Deploy CCC

Dependencies

Change bee/conf.py content with content of bee/conf_local.py
Change ccc/conf_spacin.py content with content of ccc/conf_spacin_local.py
Shell (from ccc/scripts): python3 -m script.ccc.run_bee. It creates a folder called test in the same folder scripts.
OUTPUT JSON: scripts/test/share/ref/todo
ERRORS: scripts/test/index/ref/issue

RUN SPACIN LOCALLY

INPUT JSON: scripts/test/share/ref/todo
OUTPUT RDF (dump): scripts/ccc/
Run Blazegraph: java -Dfile.encoding=UTF-8 -Dsun.jnu.encoding=UTF-8 -server -Xmx1g -Djetty.port=9999 -Dbigdata.propertyFile=ccc.properties -jar blazegraph.jar
Run: python3 -m script.ccc.run_spacin

Empty scripts/ccc/ BUT do not remove scripts/ccc/context.json
Remove scripts/ccc.jnl (quit the .jar first!)
If you want to rerun SPACIN on the same JSON files, move the content of scripts/test/share/ref/done into scripts/test/share/ref/todo

Other notes:

BEE and SPACIN have been enhanced in order to exploit respectively a CSV dataset generated with europe-pubmed-central-dataset tool and papendex tool.

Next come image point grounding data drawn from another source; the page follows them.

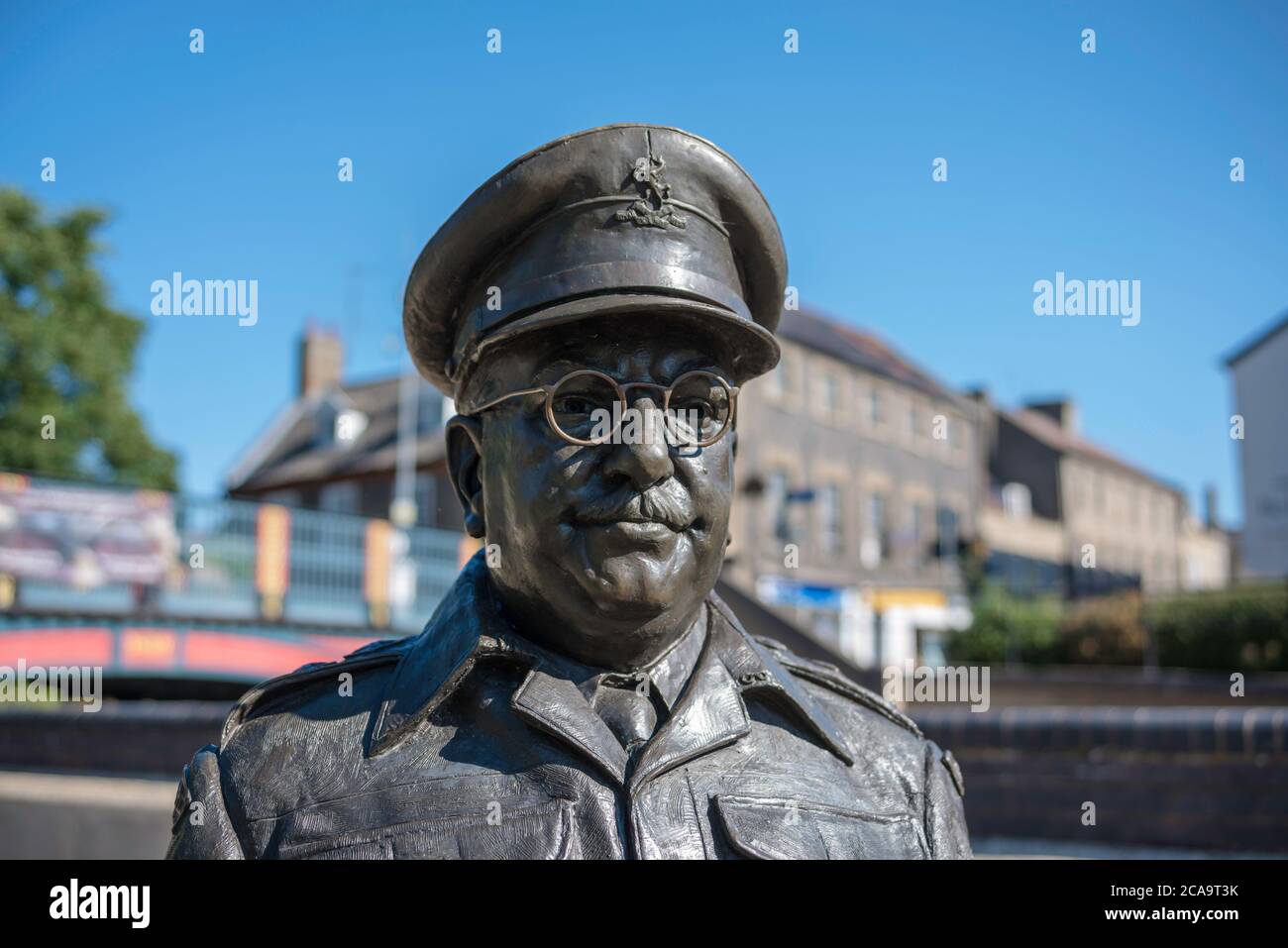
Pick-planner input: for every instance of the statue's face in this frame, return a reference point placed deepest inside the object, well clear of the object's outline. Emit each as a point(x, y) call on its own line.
point(604, 552)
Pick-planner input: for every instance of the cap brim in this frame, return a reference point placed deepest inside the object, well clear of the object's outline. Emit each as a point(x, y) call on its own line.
point(754, 348)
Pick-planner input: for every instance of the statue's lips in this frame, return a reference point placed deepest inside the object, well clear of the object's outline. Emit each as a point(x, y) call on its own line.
point(647, 531)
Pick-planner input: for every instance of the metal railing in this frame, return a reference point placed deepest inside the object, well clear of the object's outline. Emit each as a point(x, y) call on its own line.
point(227, 559)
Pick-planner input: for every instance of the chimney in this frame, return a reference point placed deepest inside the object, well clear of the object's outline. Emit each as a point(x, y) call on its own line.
point(321, 361)
point(1210, 507)
point(1063, 411)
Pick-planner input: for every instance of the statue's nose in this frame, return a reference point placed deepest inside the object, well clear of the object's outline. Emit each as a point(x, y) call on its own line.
point(642, 455)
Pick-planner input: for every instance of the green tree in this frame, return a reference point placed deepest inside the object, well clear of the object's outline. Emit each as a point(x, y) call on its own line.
point(65, 355)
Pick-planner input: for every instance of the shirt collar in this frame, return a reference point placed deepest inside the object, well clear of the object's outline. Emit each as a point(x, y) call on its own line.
point(724, 664)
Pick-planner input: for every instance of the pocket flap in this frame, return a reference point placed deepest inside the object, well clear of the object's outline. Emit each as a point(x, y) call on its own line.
point(789, 828)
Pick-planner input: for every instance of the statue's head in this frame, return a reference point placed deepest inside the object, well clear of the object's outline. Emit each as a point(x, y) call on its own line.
point(593, 309)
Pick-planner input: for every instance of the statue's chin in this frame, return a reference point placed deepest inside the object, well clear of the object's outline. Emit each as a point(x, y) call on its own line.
point(638, 583)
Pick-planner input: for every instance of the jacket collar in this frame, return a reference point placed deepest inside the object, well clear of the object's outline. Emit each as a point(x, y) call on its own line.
point(468, 631)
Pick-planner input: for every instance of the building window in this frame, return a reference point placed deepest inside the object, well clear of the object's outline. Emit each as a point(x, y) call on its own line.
point(917, 530)
point(875, 540)
point(287, 498)
point(1017, 501)
point(426, 500)
point(831, 393)
point(776, 502)
point(349, 425)
point(829, 518)
point(784, 377)
point(340, 497)
point(945, 527)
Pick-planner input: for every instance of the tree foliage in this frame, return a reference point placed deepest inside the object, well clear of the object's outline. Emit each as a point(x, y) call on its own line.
point(67, 355)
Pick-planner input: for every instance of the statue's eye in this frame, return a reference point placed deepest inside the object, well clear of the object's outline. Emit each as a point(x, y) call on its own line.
point(574, 404)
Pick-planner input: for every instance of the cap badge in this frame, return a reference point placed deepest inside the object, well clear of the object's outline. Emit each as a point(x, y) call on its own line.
point(653, 207)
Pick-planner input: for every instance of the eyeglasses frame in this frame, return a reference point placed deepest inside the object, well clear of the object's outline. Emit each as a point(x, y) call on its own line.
point(621, 388)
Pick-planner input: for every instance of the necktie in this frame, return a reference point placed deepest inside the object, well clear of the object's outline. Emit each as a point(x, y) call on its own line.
point(623, 703)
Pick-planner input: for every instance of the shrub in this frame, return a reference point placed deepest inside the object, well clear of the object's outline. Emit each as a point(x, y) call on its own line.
point(1243, 629)
point(1006, 629)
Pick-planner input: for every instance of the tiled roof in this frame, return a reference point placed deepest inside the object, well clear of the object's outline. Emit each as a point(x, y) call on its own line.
point(858, 348)
point(1047, 430)
point(294, 458)
point(1258, 340)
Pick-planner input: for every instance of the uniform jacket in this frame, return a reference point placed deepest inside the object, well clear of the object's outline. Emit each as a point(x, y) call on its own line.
point(467, 742)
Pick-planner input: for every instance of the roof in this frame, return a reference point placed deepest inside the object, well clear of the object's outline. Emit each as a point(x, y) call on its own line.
point(1258, 340)
point(287, 453)
point(1047, 430)
point(861, 350)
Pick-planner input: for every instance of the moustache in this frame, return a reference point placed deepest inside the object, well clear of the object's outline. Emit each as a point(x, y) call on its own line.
point(666, 502)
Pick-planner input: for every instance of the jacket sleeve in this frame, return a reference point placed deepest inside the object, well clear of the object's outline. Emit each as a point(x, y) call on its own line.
point(201, 827)
point(945, 817)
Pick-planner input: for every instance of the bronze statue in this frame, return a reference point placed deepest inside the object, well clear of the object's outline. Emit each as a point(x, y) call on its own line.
point(581, 691)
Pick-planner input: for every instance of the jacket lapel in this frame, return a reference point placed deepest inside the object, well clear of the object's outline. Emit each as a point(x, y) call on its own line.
point(555, 706)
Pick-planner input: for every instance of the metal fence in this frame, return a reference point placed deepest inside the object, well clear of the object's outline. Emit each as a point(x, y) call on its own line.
point(226, 559)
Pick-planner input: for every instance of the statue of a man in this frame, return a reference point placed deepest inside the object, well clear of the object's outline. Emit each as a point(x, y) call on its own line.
point(581, 691)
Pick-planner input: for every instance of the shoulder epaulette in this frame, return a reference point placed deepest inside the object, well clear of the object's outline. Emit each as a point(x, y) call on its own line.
point(372, 655)
point(833, 679)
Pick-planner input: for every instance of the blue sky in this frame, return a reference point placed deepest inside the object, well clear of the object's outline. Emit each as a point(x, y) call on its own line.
point(1107, 165)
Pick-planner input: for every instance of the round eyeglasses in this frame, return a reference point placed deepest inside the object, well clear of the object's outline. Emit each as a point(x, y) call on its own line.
point(588, 407)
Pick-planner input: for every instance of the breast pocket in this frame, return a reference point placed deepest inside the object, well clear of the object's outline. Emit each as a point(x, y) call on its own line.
point(540, 831)
point(787, 828)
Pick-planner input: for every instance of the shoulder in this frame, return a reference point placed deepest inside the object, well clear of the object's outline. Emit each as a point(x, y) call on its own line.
point(867, 715)
point(829, 679)
point(347, 685)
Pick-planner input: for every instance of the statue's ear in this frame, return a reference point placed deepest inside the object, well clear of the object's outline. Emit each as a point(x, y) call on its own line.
point(464, 453)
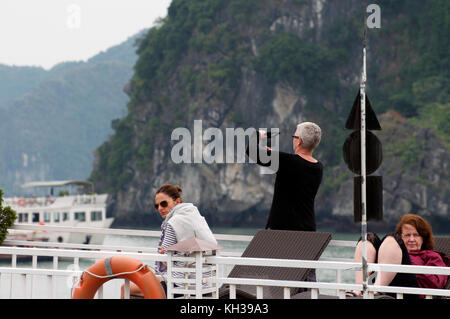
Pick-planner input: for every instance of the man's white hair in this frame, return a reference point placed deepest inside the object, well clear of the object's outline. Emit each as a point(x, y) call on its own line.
point(310, 133)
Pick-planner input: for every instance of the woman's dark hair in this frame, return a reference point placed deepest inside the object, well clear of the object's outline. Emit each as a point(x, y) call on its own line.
point(422, 227)
point(174, 191)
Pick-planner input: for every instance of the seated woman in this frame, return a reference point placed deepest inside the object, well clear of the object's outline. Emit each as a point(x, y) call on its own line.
point(412, 243)
point(180, 221)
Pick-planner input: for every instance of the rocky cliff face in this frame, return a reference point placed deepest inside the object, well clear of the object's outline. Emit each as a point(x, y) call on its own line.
point(199, 87)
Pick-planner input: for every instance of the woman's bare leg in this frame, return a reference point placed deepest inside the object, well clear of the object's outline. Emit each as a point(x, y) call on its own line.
point(389, 253)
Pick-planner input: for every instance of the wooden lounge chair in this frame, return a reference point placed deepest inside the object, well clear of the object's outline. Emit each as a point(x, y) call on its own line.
point(278, 244)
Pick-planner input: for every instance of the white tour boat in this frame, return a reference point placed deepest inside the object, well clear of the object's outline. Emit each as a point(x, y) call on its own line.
point(78, 210)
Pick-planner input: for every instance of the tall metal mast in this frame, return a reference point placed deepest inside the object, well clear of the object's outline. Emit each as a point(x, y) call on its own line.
point(363, 166)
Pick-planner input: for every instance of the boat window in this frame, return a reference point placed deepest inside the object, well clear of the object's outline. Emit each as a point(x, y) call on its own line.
point(47, 217)
point(96, 215)
point(80, 216)
point(35, 218)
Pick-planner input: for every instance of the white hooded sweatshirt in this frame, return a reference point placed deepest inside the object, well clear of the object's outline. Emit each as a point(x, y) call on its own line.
point(187, 222)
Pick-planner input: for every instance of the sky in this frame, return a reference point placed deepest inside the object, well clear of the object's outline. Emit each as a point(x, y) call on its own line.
point(47, 32)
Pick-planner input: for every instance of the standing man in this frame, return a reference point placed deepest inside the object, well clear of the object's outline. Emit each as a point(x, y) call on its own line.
point(297, 181)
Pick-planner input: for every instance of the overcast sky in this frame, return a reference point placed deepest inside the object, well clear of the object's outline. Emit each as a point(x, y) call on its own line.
point(47, 32)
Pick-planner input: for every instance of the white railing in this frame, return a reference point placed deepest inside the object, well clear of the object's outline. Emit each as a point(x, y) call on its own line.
point(22, 281)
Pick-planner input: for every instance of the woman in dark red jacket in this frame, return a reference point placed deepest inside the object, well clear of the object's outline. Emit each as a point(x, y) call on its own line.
point(412, 243)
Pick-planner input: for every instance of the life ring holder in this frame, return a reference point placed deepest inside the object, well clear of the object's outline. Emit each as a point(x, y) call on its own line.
point(21, 202)
point(118, 267)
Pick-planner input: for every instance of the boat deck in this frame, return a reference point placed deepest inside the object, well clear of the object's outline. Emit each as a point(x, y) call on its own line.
point(57, 278)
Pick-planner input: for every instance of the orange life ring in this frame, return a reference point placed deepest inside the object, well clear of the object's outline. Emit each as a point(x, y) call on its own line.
point(124, 267)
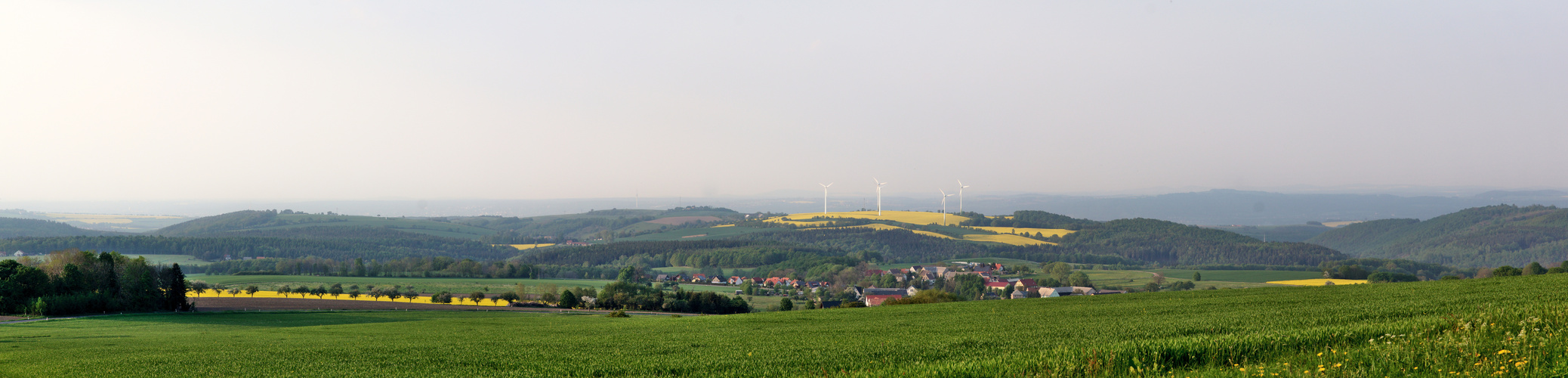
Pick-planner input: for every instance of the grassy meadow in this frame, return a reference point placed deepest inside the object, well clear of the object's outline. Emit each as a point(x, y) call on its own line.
point(1502, 327)
point(427, 284)
point(154, 259)
point(1134, 278)
point(424, 284)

(BEE) in scripts/script/bee/conf.py there are:
- PARALLEL_PROCESSING: set to True in order to enable the improvement made
- dataset_reference: absolute reference to the CSV generated
- article_path_reference: absolute reference to the directory where all the XML articles are stored
- n_process: the number of processes that will be spawned.
- doc_for_process: the CSV will be splitted in a number of chunks (one for each process), having the number of docs specified here
(SPACIN) in script/ccc/conf_spacin.py there are:
- crossref_query_interface_type: set to 'local' if you want to exploit the local index, otherwise 'remote'
- orcid_query_interface_type = set to 'local' if you want to exploit the local index, otherwise 'remote'